December 05, 2025
Thom Carroll/For PhillyVoice
Frank Gehry, the renowned architect who died Friday at 96, once wanted to remove part of the Philadelphia Art Museum's Rocky steps to install a 24-foot window.
Nine years after Frank Gehry was hired to redesign the Philadelphia Art Museum the renowned architect made a radical proposal to alter the building's iconic Rocky steps.
Among his plans to renovate nearly 90,000 square feet of space inside the museum, which were revealed in 2014, Gehry wanted to remove a portion of the East Terrace steps, about halfway up, and install a 24-foot window. That structure would have become the east-facing wall of an new gallery and provided a view the Philadelphia skyline for the visitors who perused the space.
Gehry, who died Friday at 96, said the initial idea came from board member Mark Rubenstein, and it was just one of many options for the space.
"We're trying to be discreet, and we're still studying this," Gehry told the Inquirer in 2014. "There are 10 different ways to do it. It's not a done deal by any means. It's something we resisted doing. But it's powerful, because in one simple move it changes the character of the galleries."
Museum leadership supported the bold change to the steps, but much of the public and "Rocky" enthusiasts opposed altering the popular attraction. A petition to "Save the Rocky Steps" collected 1,400 signatures.
"It's stupid, of course – it's a movie – but the reason the Art Museum steps are vibrant is because of all the tourists who run up them, whether they enter the museum or not," Dan McQuade wrote in Philadelphia Magazine. "Would that change by completely redoing the steps?"

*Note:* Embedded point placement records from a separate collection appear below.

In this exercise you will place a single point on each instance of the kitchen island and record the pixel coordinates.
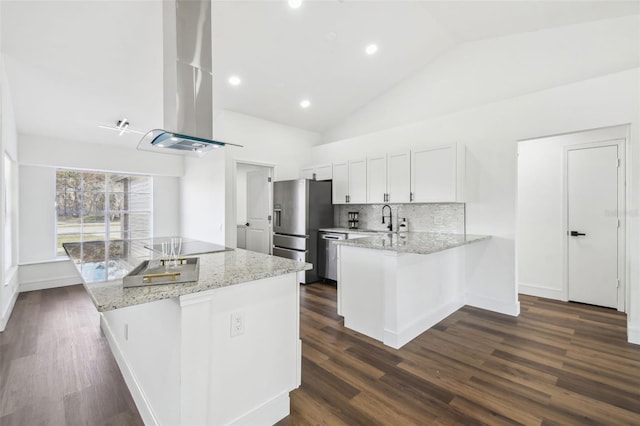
(393, 287)
(224, 349)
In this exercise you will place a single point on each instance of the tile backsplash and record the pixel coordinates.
(431, 217)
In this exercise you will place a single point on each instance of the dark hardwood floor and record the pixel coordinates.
(56, 367)
(557, 363)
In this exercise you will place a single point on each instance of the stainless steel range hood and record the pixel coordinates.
(188, 82)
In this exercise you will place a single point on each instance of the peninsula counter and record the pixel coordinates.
(393, 287)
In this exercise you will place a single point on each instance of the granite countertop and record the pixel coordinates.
(413, 242)
(102, 268)
(352, 231)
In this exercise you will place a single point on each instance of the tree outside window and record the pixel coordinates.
(96, 206)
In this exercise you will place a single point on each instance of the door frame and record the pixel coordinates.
(272, 173)
(622, 229)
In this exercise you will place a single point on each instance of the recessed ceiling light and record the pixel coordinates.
(371, 49)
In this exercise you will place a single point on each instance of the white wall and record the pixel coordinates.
(8, 145)
(477, 73)
(490, 133)
(540, 226)
(488, 95)
(202, 198)
(39, 157)
(264, 143)
(43, 151)
(166, 206)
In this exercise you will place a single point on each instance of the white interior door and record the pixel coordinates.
(258, 223)
(592, 202)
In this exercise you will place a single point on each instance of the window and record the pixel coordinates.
(92, 206)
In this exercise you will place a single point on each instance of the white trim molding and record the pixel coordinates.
(633, 334)
(45, 275)
(540, 290)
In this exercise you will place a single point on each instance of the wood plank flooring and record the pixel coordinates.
(56, 367)
(557, 363)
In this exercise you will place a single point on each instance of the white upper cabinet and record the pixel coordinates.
(324, 171)
(377, 179)
(358, 181)
(318, 172)
(350, 182)
(434, 174)
(389, 178)
(399, 177)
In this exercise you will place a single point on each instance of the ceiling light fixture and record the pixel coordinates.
(122, 127)
(371, 49)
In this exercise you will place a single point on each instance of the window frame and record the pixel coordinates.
(105, 210)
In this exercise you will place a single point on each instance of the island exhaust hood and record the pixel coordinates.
(187, 82)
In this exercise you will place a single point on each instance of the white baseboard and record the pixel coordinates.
(633, 334)
(541, 291)
(4, 319)
(268, 413)
(144, 407)
(422, 324)
(494, 305)
(44, 284)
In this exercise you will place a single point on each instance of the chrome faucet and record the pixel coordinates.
(390, 226)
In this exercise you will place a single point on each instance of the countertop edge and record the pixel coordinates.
(377, 242)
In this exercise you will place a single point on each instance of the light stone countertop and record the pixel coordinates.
(217, 270)
(413, 242)
(352, 231)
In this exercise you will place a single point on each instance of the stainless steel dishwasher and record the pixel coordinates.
(328, 254)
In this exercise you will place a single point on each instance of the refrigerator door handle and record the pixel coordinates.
(277, 217)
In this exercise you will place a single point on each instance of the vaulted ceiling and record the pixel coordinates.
(73, 65)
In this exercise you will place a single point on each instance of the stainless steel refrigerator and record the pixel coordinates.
(300, 208)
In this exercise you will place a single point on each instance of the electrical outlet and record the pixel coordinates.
(237, 323)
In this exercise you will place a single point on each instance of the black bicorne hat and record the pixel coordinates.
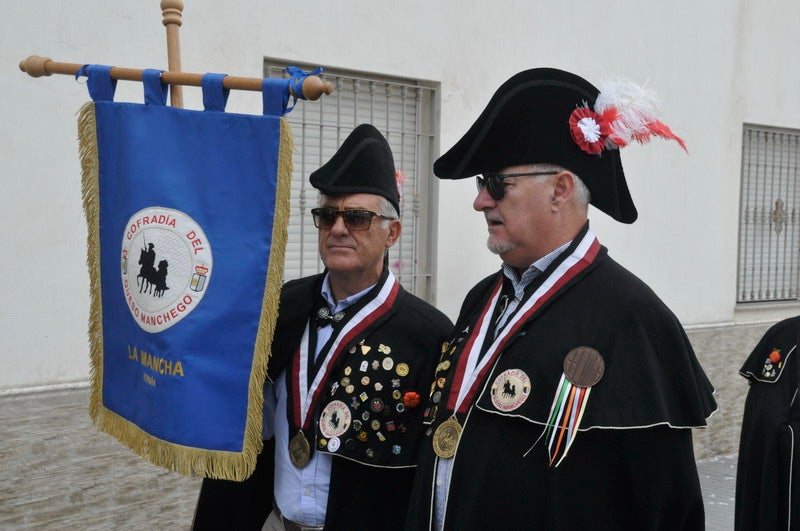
(362, 165)
(527, 121)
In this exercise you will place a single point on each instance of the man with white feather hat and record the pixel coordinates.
(566, 398)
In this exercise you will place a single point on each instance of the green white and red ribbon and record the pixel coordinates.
(564, 419)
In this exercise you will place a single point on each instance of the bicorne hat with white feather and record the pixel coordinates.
(545, 115)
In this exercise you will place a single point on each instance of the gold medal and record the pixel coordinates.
(445, 438)
(299, 450)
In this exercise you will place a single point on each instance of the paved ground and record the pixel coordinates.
(58, 472)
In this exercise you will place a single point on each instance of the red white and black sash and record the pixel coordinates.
(303, 397)
(472, 369)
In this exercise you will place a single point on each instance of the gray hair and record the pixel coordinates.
(581, 194)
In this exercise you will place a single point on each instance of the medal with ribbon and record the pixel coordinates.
(304, 389)
(583, 368)
(473, 368)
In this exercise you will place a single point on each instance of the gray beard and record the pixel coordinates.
(499, 246)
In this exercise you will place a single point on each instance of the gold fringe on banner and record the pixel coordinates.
(186, 460)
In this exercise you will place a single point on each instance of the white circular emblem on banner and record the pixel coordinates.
(510, 389)
(166, 267)
(335, 419)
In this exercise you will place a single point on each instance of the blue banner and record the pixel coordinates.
(187, 214)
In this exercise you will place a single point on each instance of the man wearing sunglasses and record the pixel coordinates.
(353, 354)
(565, 398)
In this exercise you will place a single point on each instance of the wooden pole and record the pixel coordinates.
(172, 11)
(35, 66)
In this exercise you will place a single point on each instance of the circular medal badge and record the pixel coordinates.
(510, 389)
(166, 267)
(335, 419)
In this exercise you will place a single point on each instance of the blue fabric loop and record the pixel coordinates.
(155, 92)
(275, 96)
(101, 85)
(297, 77)
(215, 96)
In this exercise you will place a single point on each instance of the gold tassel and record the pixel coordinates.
(186, 460)
(90, 189)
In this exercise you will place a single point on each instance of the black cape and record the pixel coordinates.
(767, 494)
(370, 483)
(631, 465)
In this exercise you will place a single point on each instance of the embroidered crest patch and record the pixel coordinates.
(335, 419)
(772, 365)
(510, 389)
(166, 265)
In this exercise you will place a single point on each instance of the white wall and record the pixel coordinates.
(715, 64)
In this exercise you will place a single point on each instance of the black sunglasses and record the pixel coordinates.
(493, 182)
(356, 219)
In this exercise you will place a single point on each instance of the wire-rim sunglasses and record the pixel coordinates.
(354, 219)
(493, 182)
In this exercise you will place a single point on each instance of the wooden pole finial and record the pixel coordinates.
(172, 11)
(35, 66)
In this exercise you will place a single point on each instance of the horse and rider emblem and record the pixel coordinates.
(510, 389)
(166, 266)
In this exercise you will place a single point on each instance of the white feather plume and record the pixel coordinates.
(636, 106)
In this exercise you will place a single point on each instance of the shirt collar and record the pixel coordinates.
(344, 303)
(520, 283)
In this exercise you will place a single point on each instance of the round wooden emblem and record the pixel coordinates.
(584, 366)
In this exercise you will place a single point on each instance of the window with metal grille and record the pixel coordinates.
(769, 236)
(404, 111)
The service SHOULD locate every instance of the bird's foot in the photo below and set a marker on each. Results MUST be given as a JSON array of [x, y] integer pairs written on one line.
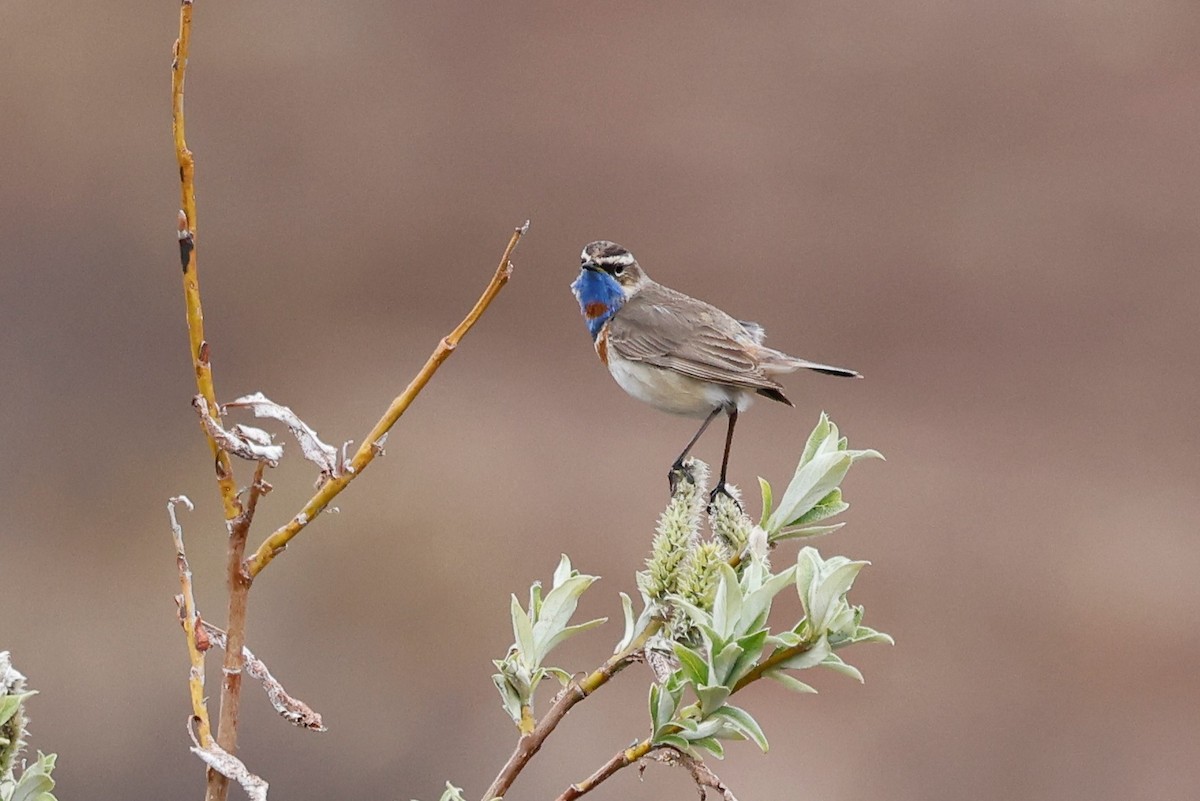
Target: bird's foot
[[721, 489]]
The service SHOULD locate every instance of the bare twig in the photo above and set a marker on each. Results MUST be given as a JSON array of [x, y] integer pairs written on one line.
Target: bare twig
[[371, 444], [323, 456], [199, 347], [621, 759], [252, 444], [291, 709], [239, 597], [191, 620], [701, 774], [529, 744], [229, 766]]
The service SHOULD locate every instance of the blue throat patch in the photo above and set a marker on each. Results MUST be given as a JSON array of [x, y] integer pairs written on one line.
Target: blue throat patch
[[600, 297]]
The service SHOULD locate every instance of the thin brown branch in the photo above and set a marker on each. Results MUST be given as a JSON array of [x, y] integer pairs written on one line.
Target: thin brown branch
[[235, 646], [701, 774], [291, 709], [528, 745], [191, 621], [621, 759], [371, 445], [229, 768]]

Gehry was hired in 2006 for the art museum redesign project. His vision for changes to the steps that overlook the Ben Franklin Parkway and Eakins Oval were not part of the renovations completed in 2021, but he left his mark on the structure. His design, known as the museum's Core Project, included rebuilding the West Terrace and adding the Williams Forum activity space. He also unearthed a 640-foot corridor, called the Vaulted Walkway, which hadn't been publicly accessible for 50 years.
Of his plan for the museum, Gehry said in 2017 that all he had to do was "follow the yellow brick road" and that the structure "showed you what you could do." His renovation, though expansive, quietly highlighted the building's original design while adding accessibility upgrades and functionality.
"I don't think you need architectural flourishes," Gehry told the Inquirer. "I like that you'll pass by and not know Frank Gehry was there."
In addition to the Philadelphia Art Museum, Gehry was known for designing famous structures around the world, including the Guggenheim Museum Bilbao in Spain and the Walt Disney Concert Hall in Los Angeles. He was among the earliest architects to use computers to create his designs.
Gehry was born in Toronto and became a U.S. citizen in 1950. He spent most of his life in California. In 1989, Gehry won the Pritzker Architecture Prize, which recognized all the work of his career to that point. The jury that selected Gehry for the award wrote that his architecture "reflects his keen appreciation for the same social forces that have informed the work of outstanding artists through history, including many contemporaries with whom he often collaborates."